Continuação da parte 1

Em prólogo à edição do livro de Ferdinand Lassale, publicada à feição comemorativa dos 35 anos da Constituição espanhola de 1978, Eliseo Aja [1] afirma que a evolução do constitucionalismo permite distinguir vários tipos de constituições, com relação às se lançou a empresa de realizar uma periodização, observando, nos diversos países, a implantação de tipos concretos, conforme muitos anos ou décadas de diferença.

O autor demarcou cinco períodos. Após discorrer sobre as constituições liberais censitários (primeiro período), destacando a Constituição norte-americana (1787), a da monarquia constitucional francesa (1791), a da Suécia, a da monarquia espanhola (1812) e a norueguesa (1814), aporta numa segunda fase, qual seja a das constituições outorgadas.

Tais tipos constitucionais, isto é, as cartas outorgadas, ou também conhecidas por constituições pactuadas, estavam assinaladas por duas características.
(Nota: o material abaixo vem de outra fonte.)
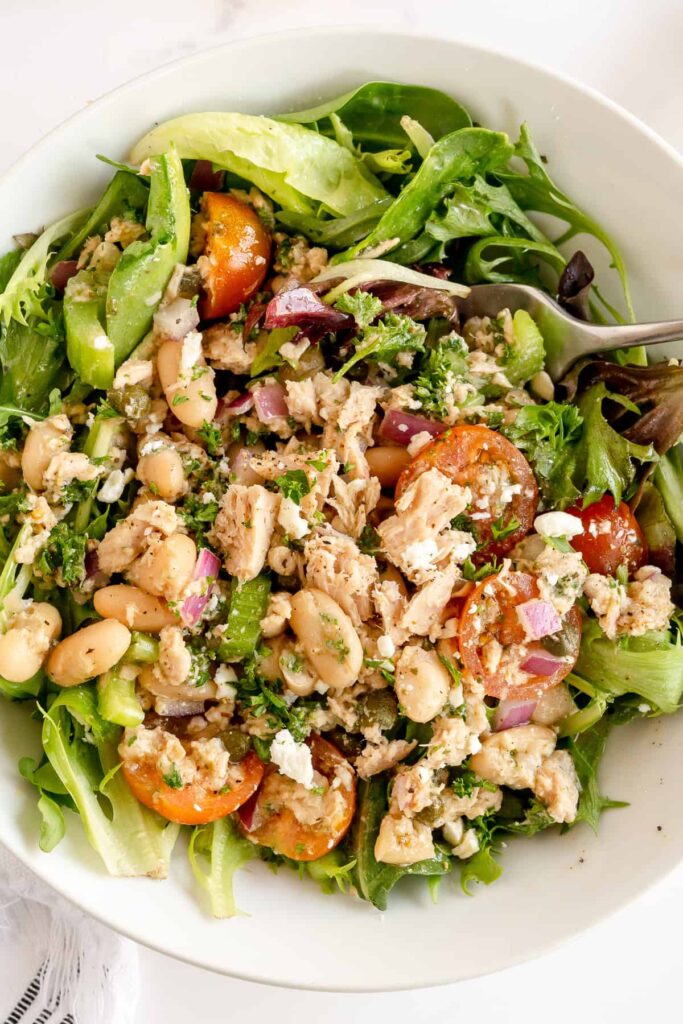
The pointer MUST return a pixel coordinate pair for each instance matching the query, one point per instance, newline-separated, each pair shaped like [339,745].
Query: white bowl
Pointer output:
[552,887]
Uma, de matiz histórico, pela sua coincidência temporal com a volta do predomínio das monarquias de sangue ao depois da queda de Napoleão, encerrando o ciclo revolucionário francês, restaurando a legitimidade dos reis, mas sem desconhecer a conservação de muitas conquistas liberais, que se tornaram irreversíveis.

A outra, vista sob o aspecto do equilíbrio dos poderes, tais constituições, frente às do primeiro modelo, pressupunham “um reforço importante do Rey em detrimento do Parlamento, e, inclusivo dentre deste, uma perda de protagonismo da burguesia frente à nobreza, a qual se reserva, às vezes,  uma das Câmaras” [2].

Foi nessa conjuntura que Lourenço Ribeiro pode perceber — e interpretar — a Constituição de 1824. Assim, observou [3] ser natural que o seu artigo 5º consagrasse, em matéria de liberdade religiosa, uma disciplina restritiva, à medida que, adotando uma religião aprovada pelo Estado, qual seja a católica apostólica romana, permitia, restritivamente,  o culto das demais.

Compreendia que o preceito, mesmo consagrando uma única crença como verdadeira, afastava a intolerância, pois se evidencia prejudicial ao progresso das nações [4]. No entanto, restringiu o exercício das demais crenças, vedando-lhes o culto externo, a pretexto de resguardar a boa ordem e o sossego público [5].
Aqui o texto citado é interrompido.